Logging processes is a little different than logging threads. The reason for this is that Python’s logging packages doesn’t use process shared locks, so it’s possible for you to end up with messages from different processes getting mixed up.

In [5]:
import logging
import multiprocessing

if __name__ == '__main__':
    lock = Lock()
    items = ['tango', 'foxtrot', 10]
    multiprocessing.log_to_stderr()
    logger = multiprocessing.get_logger()
    logger.setLevel(logging.INFO)
    for item in items:
        p = Process(target=printer, args=(item, lock))
        p.start()

## The Pool Class

The Pool class is used to represent a pool of prcesses. It has methods that allow you to offload tasks to the processes.

In [9]:
from multiprocessing import Pool
from doubler import doubler_vanilla

# Create 3 workers and map our function & input to the workers
if __name__ == '__main__':
    numbers = [5, 10, 20]
    pool = Pool(processes=3)
    print(pool.map(doubler_vanilla, numbers))

[10, 20, 40]


[INFO/SpawnPoolWorker-21] process shutting down
[INFO/SpawnPoolWorker-22] process shutting down
[INFO/SpawnPoolWorker-21] process exiting with exitcode 0
[INFO/SpawnPoolWorker-22] process exiting with exitcode 0
[INFO/SpawnPoolWorker-23] process shutting down
[INFO/SpawnPoolWorker-23] process exiting with exitcode 0
[INFO/SpawnPoolWorker-24] child process calling self.run()
[INFO/SpawnPoolWorker-25] child process calling self.run()
[INFO/SpawnPoolWorker-26] child process calling self.run()


In [10]:
# Use apply_async to ask for result of process, get result using .get() method

if __name__ == '__main__':
    pool = Pool(processes=3)
    result = pool.apply_async(doubler_vanilla, (25,))
    print(result.get(timeout=1))

50


[INFO/SpawnPoolWorker-24] process shutting down
[INFO/SpawnPoolWorker-25] process shutting down
[INFO/SpawnPoolWorker-24] process exiting with exitcode 0
[INFO/SpawnPoolWorker-25] process exiting with exitcode 0
[INFO/SpawnPoolWorker-26] process shutting down
[INFO/SpawnPoolWorker-26] process exiting with exitcode 0
[INFO/SpawnPoolWorker-27] child process calling self.run()
[INFO/SpawnPoolWorker-28] child process calling self.run()
[INFO/SpawnPoolWorker-29] child process calling self.run()


## Process Communication

The multiprocssing module has two primary methods for communciation between processes: Queues and Pipes.
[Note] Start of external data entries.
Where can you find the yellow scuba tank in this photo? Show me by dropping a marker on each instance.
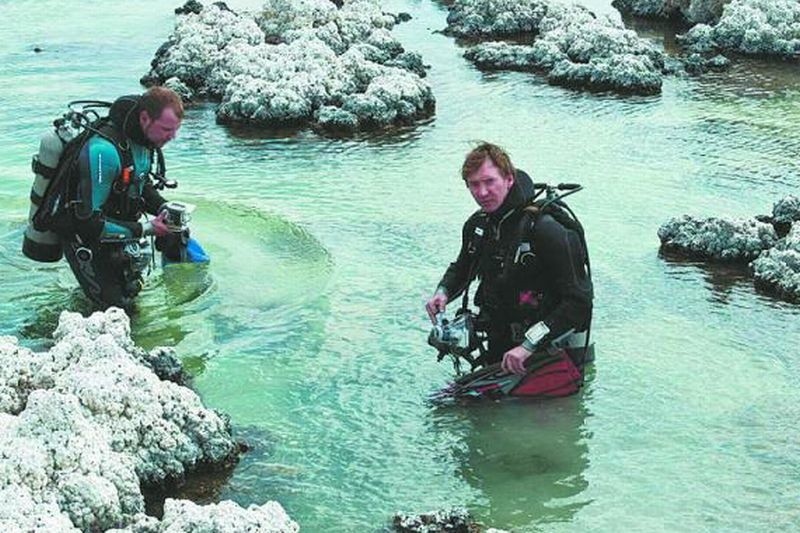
(45, 246)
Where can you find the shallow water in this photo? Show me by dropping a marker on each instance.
(308, 327)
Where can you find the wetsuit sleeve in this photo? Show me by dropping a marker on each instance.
(457, 275)
(153, 201)
(98, 167)
(563, 256)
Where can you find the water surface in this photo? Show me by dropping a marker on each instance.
(308, 327)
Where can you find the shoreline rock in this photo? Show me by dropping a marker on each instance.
(569, 44)
(690, 11)
(766, 28)
(305, 63)
(84, 425)
(770, 245)
(760, 28)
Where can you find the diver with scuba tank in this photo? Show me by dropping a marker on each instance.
(535, 292)
(99, 175)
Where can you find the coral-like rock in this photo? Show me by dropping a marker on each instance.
(693, 11)
(86, 423)
(296, 63)
(753, 27)
(716, 238)
(778, 269)
(182, 515)
(573, 47)
(61, 457)
(786, 210)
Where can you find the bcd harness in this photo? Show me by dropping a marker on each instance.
(56, 208)
(519, 254)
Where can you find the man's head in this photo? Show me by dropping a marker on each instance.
(160, 116)
(489, 175)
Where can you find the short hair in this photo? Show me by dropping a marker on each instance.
(158, 98)
(476, 157)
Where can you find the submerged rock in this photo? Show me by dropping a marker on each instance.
(456, 520)
(298, 63)
(778, 269)
(85, 424)
(717, 239)
(770, 244)
(751, 27)
(692, 11)
(571, 45)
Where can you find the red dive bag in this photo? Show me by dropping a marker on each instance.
(553, 377)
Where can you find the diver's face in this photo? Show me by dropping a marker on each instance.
(489, 186)
(161, 130)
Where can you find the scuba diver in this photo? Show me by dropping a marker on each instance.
(535, 292)
(96, 185)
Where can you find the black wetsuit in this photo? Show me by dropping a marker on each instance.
(531, 268)
(107, 211)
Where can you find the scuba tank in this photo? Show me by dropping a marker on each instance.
(45, 246)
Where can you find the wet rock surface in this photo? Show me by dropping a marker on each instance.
(716, 238)
(306, 63)
(569, 44)
(86, 424)
(749, 27)
(692, 11)
(769, 244)
(456, 520)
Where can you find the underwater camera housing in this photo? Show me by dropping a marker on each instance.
(456, 337)
(178, 215)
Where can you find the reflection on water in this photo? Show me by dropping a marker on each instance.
(526, 458)
(309, 325)
(720, 278)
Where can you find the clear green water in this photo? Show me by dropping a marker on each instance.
(309, 330)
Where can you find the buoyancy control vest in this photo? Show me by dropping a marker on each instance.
(505, 258)
(53, 194)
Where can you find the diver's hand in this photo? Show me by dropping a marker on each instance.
(156, 226)
(436, 305)
(514, 360)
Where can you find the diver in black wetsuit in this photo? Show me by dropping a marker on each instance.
(534, 284)
(114, 189)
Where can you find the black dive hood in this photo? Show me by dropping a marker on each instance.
(124, 113)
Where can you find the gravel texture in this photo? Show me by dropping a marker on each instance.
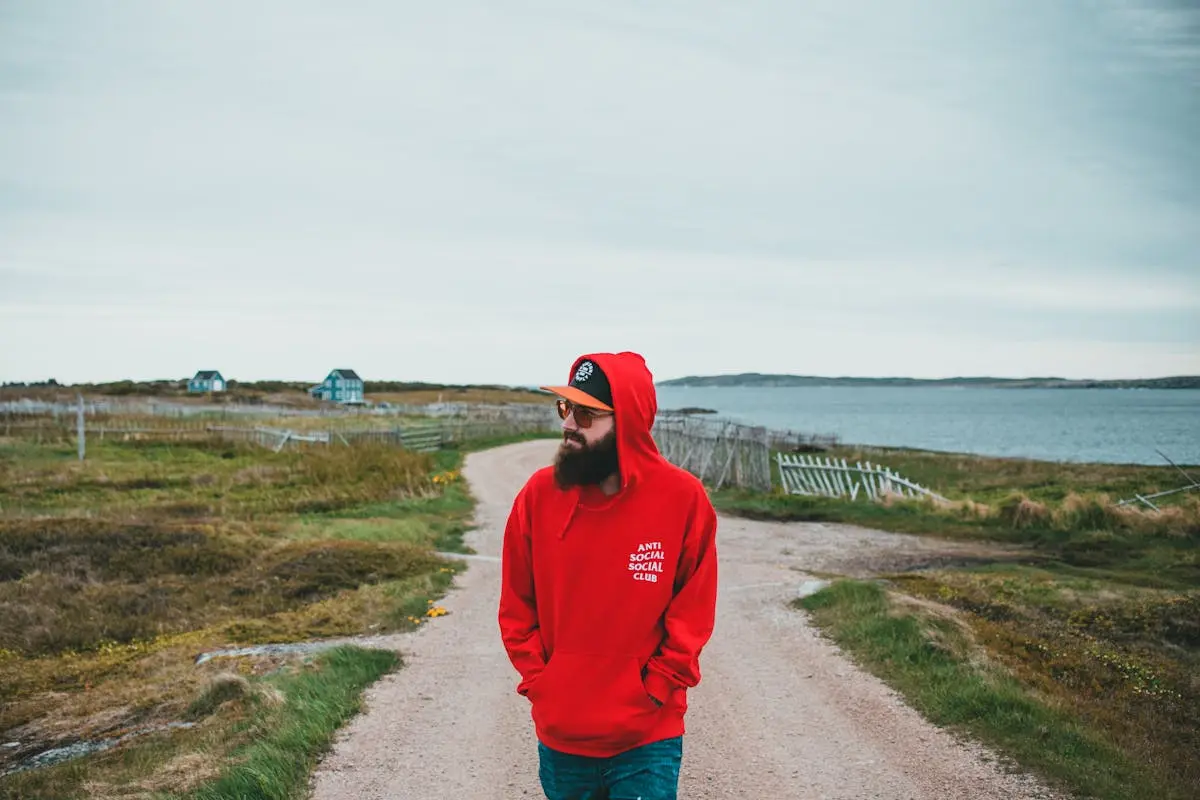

The Queue implementation is both thread and process safe, so that is what we will use in the example below.

In [14]:
from multiprocessing import Queue

sentinel = -1

# Creates data to be consumed and waits for the consumer
# to finish processing
from process_communication import creator


# Consumes some data and works on it
# In this case, all it does is double the input
from process_communication import my_consumer

if __name__ == '__main__':
    q = Queue()
    data = [5, 10, 13, -1]
    process_one = Process(target=creator, args=(data, q))
    process_two = Process(target=my_consumer, args=(q,))
    process_one.start()
    process_two.start()

    q.close()
    q.join_thread()

    process_one.join()
    process_two.join()

Creating data and putting it on the queue
data found to be processed: 5
10
data found to be processed: 10
20
data found to be processed: 13
26
data found to be processed: -1
-2


[INFO/Process-30] child process calling self.run()
[INFO/Process-30] process shutting down
[INFO/Process-30] process exiting with exitcode 0
[INFO/Process-31] child process calling self.run()
[INFO/Process-31] process shutting down
[INFO/Process-31] process exiting with exitcode 0